BlueRock inspects and governs agentic actions across three boundaries:
agent→tool (function calls, parameters, drift)
agent→data (read/write scope, exfil attempts)
agent→process execution (commands, file ops, shells, RCE paths)
Guardrails run before execution, directly in the runtime — stopping unsafe actions even when prompts are manipulated.
Baseline → Guardrails Flow
Baseline
BlueRock learns what “normal” execution looks like for each workflow.
Compare & Drift
You see where behavior deviates: new tools, odd parameters, unusual data access, new processes.
Flip On Guardrails
Once baselined, you can turn on pre-execution guardrails that:
allow
modify
block unsafe actions — before they run.
This is how you prevent prompt-injection-to-execution chains in practice.
The agent may generate malicious text, but BlueRock blocks the harmful action before it runs.
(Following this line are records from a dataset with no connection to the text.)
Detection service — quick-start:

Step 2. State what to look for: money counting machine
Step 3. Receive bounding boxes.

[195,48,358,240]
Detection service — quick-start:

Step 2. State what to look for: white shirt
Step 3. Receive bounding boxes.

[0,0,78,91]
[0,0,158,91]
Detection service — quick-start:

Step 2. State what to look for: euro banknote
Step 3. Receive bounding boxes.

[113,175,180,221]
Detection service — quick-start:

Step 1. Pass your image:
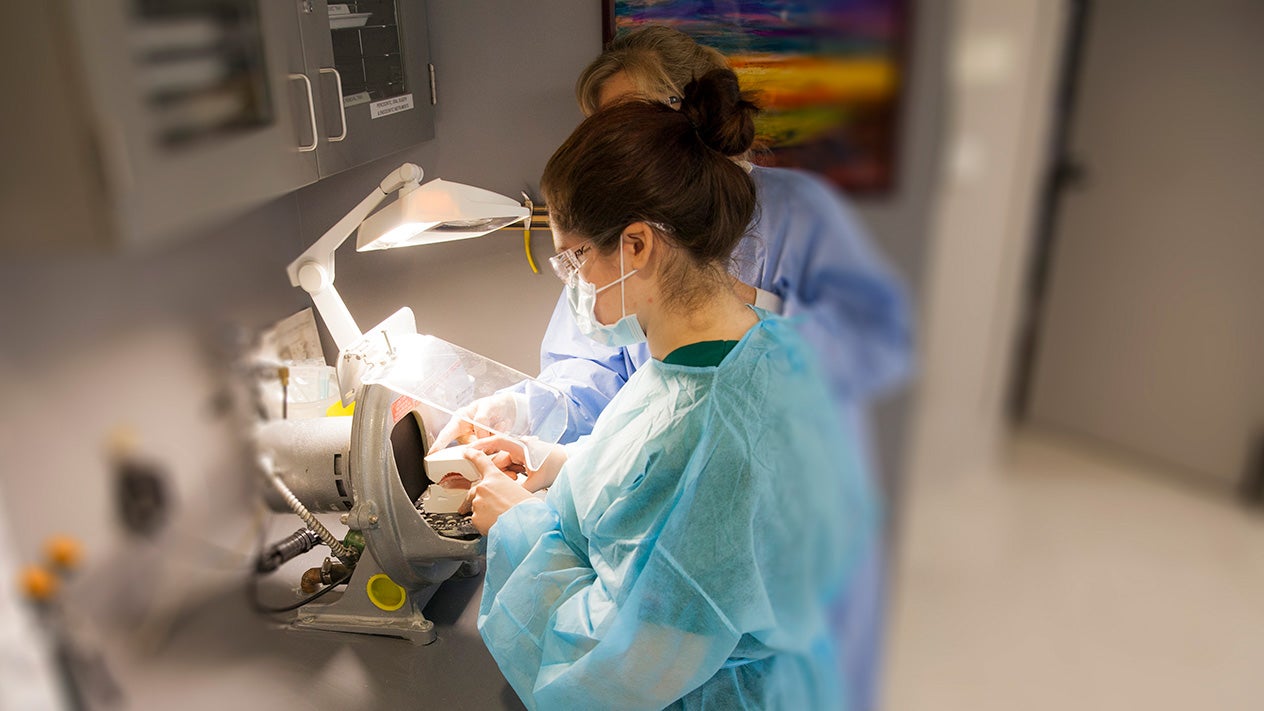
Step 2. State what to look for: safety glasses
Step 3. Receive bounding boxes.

[549,242,593,283]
BlueRock Agentic Security FAQ
Q: What do you mean by “pre-execution guardrails for agentic actions”?
A: Agentic systems don’t just generate text — they take actions through tools, MCP servers, and runtime code paths. Our pre-execution guardrails sit inside the node image and evaluate each action before it runs. That lets you block risky tool calls, mass data exfiltration, and runtime exploits instead of just logging them after the fact.
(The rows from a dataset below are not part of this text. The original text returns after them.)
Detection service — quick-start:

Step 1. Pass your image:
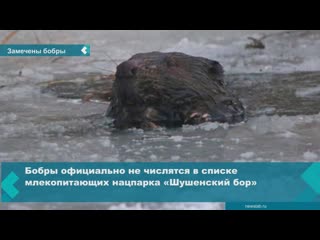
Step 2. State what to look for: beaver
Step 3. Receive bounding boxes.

[106,52,245,129]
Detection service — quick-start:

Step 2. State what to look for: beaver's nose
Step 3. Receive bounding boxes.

[116,61,138,77]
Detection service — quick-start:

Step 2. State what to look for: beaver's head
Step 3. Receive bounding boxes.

[108,52,243,128]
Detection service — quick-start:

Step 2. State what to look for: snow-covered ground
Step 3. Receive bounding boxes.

[0,30,320,209]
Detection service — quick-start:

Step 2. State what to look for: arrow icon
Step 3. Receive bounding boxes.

[81,46,87,55]
[1,172,19,199]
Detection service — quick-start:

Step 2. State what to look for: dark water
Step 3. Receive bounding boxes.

[0,31,320,209]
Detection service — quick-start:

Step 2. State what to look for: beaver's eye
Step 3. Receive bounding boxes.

[131,68,137,75]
Q: How is this different from a traditional agent or runtime security tool?
A: Most security tools either sit at the network edge or bolt on as agents that observe and react. BlueRock is baked into the node image, with enforcement atomic to the action. That means we can stop reverse shells, unsafe interpreters, and destructive tool invocations right at execution time, with a small set of high-value policies.
Q: What kinds of agentic attacks can you help mitigate?
A: We focus on the stages where real damage happens: runtime CVE exploits, tool misuse, mass data exfiltration, path traversal, SSRF, remote shells, and “delete or mutate” actions driven by misaligned agents. Our controls map directly to OWASP agentic/LLM risks, especially excessive agency, tool abuse, and data exfil paths.
Q: Will this break my existing agents or MCP servers?
A: You can start in observe-only mode to baseline behavior and confirm nothing breaks. From there, you turn on a few guardrails for the highest-risk actions (e.g., reverse shells, destructive DB operations, high-volume exports). Guardrails are designed to be low-noise and reversible, so teams can move from visibility to enforcement without stalling projects.
Q: Where does BlueRock run in my stack?
A: BlueRock is built into the compute layer (node image, container/VM) under your agentic workloads. We look “up” into agent→tool, agent→data, and agent→runtime paths and enforce policies there, rather than trying to infer everything from prompts or network flows alone.